When my parents moved out into the country about ten years ago, my father took upon himself a difficult weekend project. The biggest eyesore on their new homestead was ten acres of pasture dominated by dense thickets and chest-high weeds. The area had been ignored for several years, and the overgrowth was so intense that there were only a few tiny patches of grass left. The horses had to maneuver their way through this wilderness by means of a series of narrow trails. After surveying the territory, my father decided it was time to make use of his newly acquired tractor and bush-mower. Before anything could be done with this land, it needed to be completely cleared.
I think this provides an apt image for the situation many people find themselves in with regard to the faith: there are many obstacles, and a lot of brush needs to be cleared. Sometimes, all you can do for people is help remove obstacles to belief. In this regard, it can be helpful to remember that, while there are truths of the faith that can be known by reason alone (such as the fact that God exists or that God is one), most of what we believe exceeds our natural cognitive abilities and demands supernatural faith. For example, we cannot prove that God is a Trinity of persons—Father, Son and Holy Spirit; we only know God is a Trinity because God has revealed this to us.
Now, if someone flat-out rejects divine revelation, it might be tempting to try to offer him some sort of proof for what has been divinely revealed. But we need to resist this temptation. Intellectually, all we can really do for such a person is help remove obstacles to belief; we can show him or her that the faith is not irrational, that it accords with what we know about the world and about humanity. But we cannot prove the Incarnation, the Redemption, or the Resurrection. Indeed, if we could, we wouldn’t have faith. Moreover, if we could actually wrap our feeble minds around these divine realities, they wouldn’t really be divine.

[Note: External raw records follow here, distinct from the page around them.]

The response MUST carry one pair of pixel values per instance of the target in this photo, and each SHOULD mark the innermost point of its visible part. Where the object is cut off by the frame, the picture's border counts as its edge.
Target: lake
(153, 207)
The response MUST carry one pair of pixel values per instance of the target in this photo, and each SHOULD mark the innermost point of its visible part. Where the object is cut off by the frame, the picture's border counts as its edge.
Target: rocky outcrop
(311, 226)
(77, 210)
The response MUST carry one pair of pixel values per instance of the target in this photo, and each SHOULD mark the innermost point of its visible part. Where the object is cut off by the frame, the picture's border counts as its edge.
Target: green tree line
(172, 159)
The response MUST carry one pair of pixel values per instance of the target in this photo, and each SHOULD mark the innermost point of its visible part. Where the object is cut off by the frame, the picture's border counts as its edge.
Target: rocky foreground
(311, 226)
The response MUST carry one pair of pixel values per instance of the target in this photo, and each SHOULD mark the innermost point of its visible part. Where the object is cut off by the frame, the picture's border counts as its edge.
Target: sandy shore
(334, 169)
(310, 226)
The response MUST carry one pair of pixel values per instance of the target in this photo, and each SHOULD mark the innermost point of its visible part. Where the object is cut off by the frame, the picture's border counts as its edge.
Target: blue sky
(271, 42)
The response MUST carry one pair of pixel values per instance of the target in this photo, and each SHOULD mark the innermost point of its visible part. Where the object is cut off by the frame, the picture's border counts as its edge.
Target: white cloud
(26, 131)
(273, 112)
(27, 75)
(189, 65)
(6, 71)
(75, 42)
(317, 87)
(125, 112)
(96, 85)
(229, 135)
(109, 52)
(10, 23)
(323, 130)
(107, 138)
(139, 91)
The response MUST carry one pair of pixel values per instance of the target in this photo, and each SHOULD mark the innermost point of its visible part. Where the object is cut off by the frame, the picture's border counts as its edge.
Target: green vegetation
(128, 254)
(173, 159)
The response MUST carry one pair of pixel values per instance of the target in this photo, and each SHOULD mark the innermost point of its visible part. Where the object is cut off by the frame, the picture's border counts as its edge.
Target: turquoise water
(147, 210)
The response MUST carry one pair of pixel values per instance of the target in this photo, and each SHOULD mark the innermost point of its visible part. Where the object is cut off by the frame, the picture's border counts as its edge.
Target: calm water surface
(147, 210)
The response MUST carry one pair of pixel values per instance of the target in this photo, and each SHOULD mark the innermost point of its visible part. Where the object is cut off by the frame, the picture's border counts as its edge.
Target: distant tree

Near the beginning of the Summa Theologiae, St. Thomas Aquinas’ articulates one of the principles that permeates his entire theological project:
Since faith rests upon infallible truth, and since the contrary of a truth can never be demonstrated, it is clear that the arguments brought against faith cannot be demonstrations, but are difficulties that can be answered.
Although it might seem that there is not much we can do for someone who adamantly argues against divine authority, there is in fact a great deal we can offer: we can indicate the ways in which objections to the faith do not hold. Since the truths of the faith rest upon the revelation of God, who cannot deceive, arguments against the faith cannot be demonstrative. Thus, if we take the trouble to educate ourselves, we can approach objections to the faith with confidence, knowing that they are not insurmountable. In the same way, although my father realized he had a daunting task in reclaiming his pasture, he also knew that he had adequate equipment for dealing with the problem: a six-foot bush hog and a Massey Ferguson tractor.
In our own day, obstacles to the faith come a in a variety of forms: a thicket of moral objections (how can the true Church have sinful members or leaders?) along with a few weeds of doctrinal difficulties (why purgatory?) and some fallen branches of existential problems (how can God tolerate evil?). We all know people—perhaps they are friends or members of our own family—who say, “I would believe if it were not for x” or “I am really angry about y.” In response, it might just be our task gently to point out that these difficulties are not actually proofs against the faith. They will never amount to conclusive demonstrations, but will always remain just what they are: difficulties. And, as Blessed John Henry Newman said, “Ten thousand difficulties do not make one doubt.”
Moreover, such difficulties are often easily answered; sometimes they are built on a simple misunderstanding, and clearing them up can render someone utterly open to the grace of the Holy Spirit and the gift of faith. When the weeds and thickets of confusion and ignorance are removed from the mind and heart, the lush prairie grass of understanding begins to grow almost automatically. Even my father, despite his inexperience in farming matters, was more than capable of mowing down that stubborn vegetation and turning his pasture into grassy grazing-ground for dozens of cattle.